Er ritt langsam und nachdenkend die Straße hin, als er auf einmal eine
Anzahl bewaffneter Leute durchs Feld kommen sah, die er an ihren
weiten und langen Röcken, großen Aufschlägen, unförmlichen Hüten und
plumpen Gewehren, an ihrem treuherzigen Gange und dem bequemen Tragen
ihres Körpers sogleich für ein Kommando Landmiliz erkannte. Unter
einer alten Eiche hielten sie stille, setzten ihre Flinten nieder und
lagerten sich bequem auf dem Rasen, um eine Pfeife zu rauchen.
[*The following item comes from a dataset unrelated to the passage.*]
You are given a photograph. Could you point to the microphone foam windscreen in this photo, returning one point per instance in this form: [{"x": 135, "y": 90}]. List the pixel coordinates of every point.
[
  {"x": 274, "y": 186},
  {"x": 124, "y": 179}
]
Wilhelm verweilte bei ihnen und ließ sich mit einem jungen Menschen,
der zu Pferde herbeikam, in ein Gespräch ein. Er mußte die Geschichte
der beiden Entflohenen, die ihm nur zu sehr bekannt war, leider noch
einmal, und zwar mit Bemerkungen, die weder dem jungen Paare noch den
Eltern sonderlich günstig waren, vernehmen. Zugleich erfuhr er, daß
man hierher gekommen sei, die jungen Leute wirklich in Empfang zu
nehmen, die in dem benachbarten Städtchen eingeholt und angehalten
worden waren. Nach einiger Zeit sah man von ferne einen Wagen
herbeikommen, der von einer Bürgerwache mehr lächerlich als
fürchterlich umgeben war. Ein unförmlicher Stadtschreiber ritt voraus
und komplimentierte mit dem gegenseitigem Aktuarius (denn das war der
junge Mann, mit dem Wilhelm gesprochen hatte) an der Grenze mit großer
Gewissenhaftigkeit und wunderlichen Gebärden, wie es etwa Geist und
Zauberer, der eine inner-, der andere außerhalb des Kreises, bei
gefährlichen nächtlichen Operationen tun mögen.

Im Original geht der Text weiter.